Industry lobby group the Bingo Association say levies on the game should be brought into line with other forms of gambling.

Bingo halls' profits are taxed at 20%, external, compared with a 15% rate for bookmakers and fixed odds betting, and 12% on the price of a lottery ticket.

The government says it is reluctant to reduce the rate because its priority is to close the budget deficit.

But the Bingo Association argues the disparity in tax with other forms of gambling is contributing to the closure of bingo clubs at a rate of one a month.

'Social service'

The decline has also cost jobs, it says, with Gambling Commission figures showing the number of people employed in the sector down from 17,822 in financial year 2010-11 to 16,048 in 2012-13.

The Bingo Association says clubs bring people in the local community together.
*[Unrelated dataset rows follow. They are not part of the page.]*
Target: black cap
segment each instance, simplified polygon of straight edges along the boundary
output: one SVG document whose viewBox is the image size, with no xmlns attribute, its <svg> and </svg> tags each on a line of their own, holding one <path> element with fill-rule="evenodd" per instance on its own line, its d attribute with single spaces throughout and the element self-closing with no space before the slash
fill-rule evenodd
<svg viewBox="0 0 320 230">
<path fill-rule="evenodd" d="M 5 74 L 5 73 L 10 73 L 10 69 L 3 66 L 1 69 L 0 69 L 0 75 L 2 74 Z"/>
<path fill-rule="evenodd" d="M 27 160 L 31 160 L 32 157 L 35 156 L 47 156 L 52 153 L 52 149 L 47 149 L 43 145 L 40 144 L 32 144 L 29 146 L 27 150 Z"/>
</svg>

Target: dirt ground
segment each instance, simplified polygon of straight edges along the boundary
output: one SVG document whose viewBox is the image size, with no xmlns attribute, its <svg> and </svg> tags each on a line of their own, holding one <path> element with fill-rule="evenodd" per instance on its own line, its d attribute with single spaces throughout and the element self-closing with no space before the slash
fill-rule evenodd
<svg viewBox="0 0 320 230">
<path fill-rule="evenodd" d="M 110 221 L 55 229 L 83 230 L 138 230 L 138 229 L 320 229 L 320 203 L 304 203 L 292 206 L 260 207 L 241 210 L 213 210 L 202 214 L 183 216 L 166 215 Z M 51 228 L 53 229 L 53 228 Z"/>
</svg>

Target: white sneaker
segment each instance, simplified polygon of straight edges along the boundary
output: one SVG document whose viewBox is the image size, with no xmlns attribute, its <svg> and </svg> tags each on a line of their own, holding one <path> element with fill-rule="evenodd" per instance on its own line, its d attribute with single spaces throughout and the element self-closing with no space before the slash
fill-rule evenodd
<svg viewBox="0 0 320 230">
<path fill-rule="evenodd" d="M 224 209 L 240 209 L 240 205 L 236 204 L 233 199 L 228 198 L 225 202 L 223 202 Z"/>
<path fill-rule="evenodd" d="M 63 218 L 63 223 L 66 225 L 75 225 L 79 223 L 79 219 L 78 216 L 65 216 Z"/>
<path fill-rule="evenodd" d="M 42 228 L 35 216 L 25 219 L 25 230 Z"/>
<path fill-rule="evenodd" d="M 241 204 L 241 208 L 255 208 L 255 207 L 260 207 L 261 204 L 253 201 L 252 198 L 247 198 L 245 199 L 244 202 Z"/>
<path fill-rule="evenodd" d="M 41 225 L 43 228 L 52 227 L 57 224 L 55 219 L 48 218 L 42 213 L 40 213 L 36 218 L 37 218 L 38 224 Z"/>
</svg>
Conservative MP Brian Binley, who chairs an all-party parliamentary group on bingo told the Independent on Sunday newspaper, external recently: "I see many people, many of them elderly, who find comfort and friendship - a hot meal at a low price in a warm and happy environment. And if that isn't social services, I don't know what is."

But the industry is being "stifled", the Bingo Association says, pointing out that clubs are unable to reclaim VAT on the costs of upkeep and refurbishment.

The 54 MPs backing the cut, who are from across the political divide, are due to make visits to their local bingo halls as part of the campaign.